Pod koniec listopada jeden z najlepszych koszykarzy XXI wieku, Stephen Curry oraz marka Under Armour ogłosili wspólnie stworzenie nowej marki – Curry Brand. To ukoronowanie siedmioletniej współpracy i zarazem pomysł przywołujący naturalne skojarzenie z Nike i marką Jordan, bijącą rekordy popularności nie tylko wśród kolekcjonerów butów sportowych.
Marka Curry Brand, która wystartowała na początku grudnia i jeszcze przed świętami będzie prezentować kolejne produkty z kolekcji, ma być dla Under Armour ratunkiem i próbą przyciągnięcia młodych odbiorców. Obecnie nie jest z tym najlepiej.
Czytaj też: Lewis Hamilton przegrał przed sądem z marką zegarków… Hamilton
Nike w ubiegłej dekadzie pozostawało ulubioną marką młodych ludzi. Tymczasem Under Armour, w niedawno wydanym raporcie „Taking Stock with Teens”, razem z Ralphem Laurenem, Michaelem Korsem czy Vineyard Vines w gronie marek, które dla młodych klientów z Pokolenia Z mają coraz mniejsze znaczenie.

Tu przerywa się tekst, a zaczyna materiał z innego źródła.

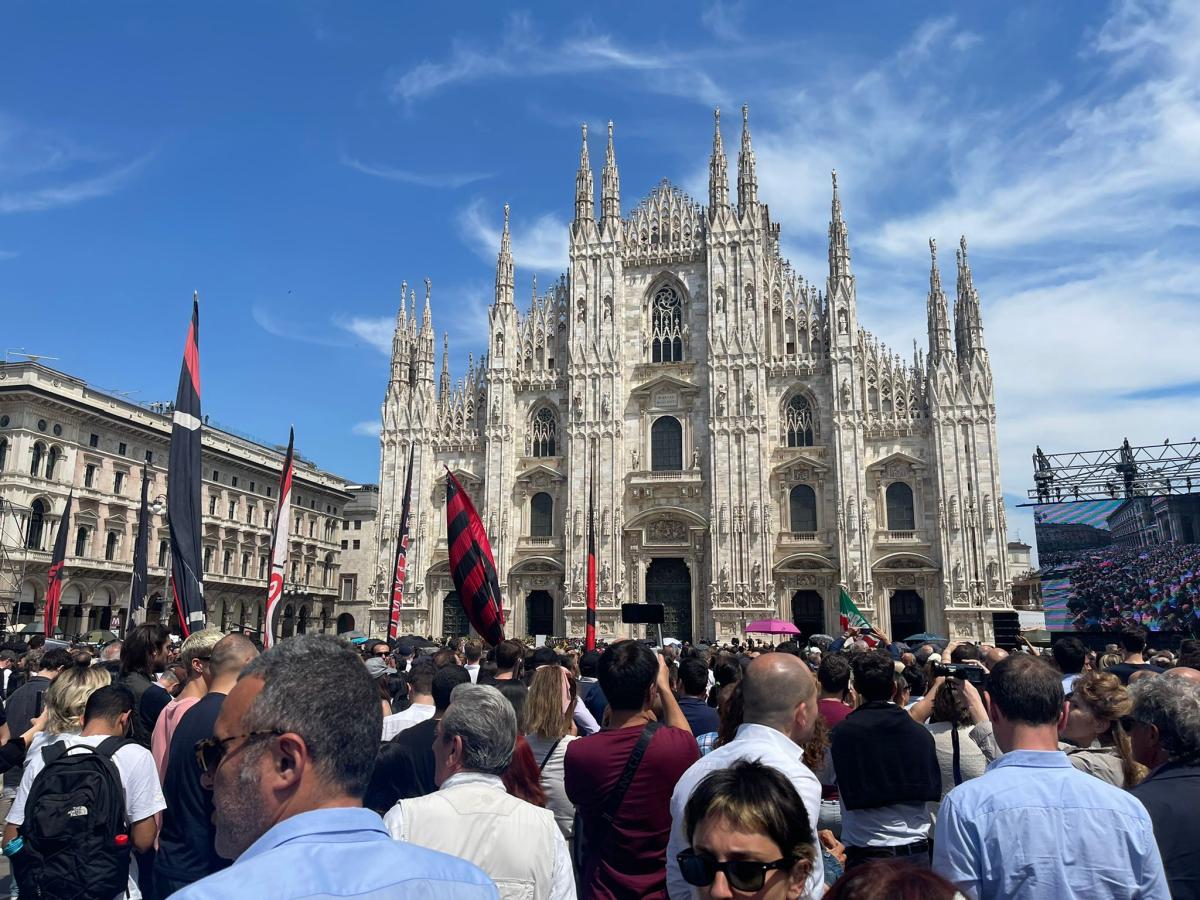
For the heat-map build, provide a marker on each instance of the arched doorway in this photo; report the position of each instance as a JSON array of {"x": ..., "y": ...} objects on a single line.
[
  {"x": 907, "y": 615},
  {"x": 669, "y": 582},
  {"x": 454, "y": 617},
  {"x": 808, "y": 612},
  {"x": 539, "y": 613}
]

Dla porównania – marka Jordan w 2019 roku roku miała przychód na poziomie 3 miliardów dolarów, Under Armour – 4,5 miliarda, a Nike – 37,5 miliardy dolarów.
Curry ma być dla Under Armour kołem ratunkowym, które odmłodzi i uatrakcyjni wizerunek marki. Na podobnej zasadzie GAP zaprosiło do współpracy Kanye Westa. Stephen Curry, gwiazdor Golden State Warriors, stanie się udziałowcem firmy, poza promocją nowych produktów, w tym kolekcji dla kobiet czy butów golfowych, w ramach Curry Brand ma zająć się także tworzeniem programu dla młodych sportowców.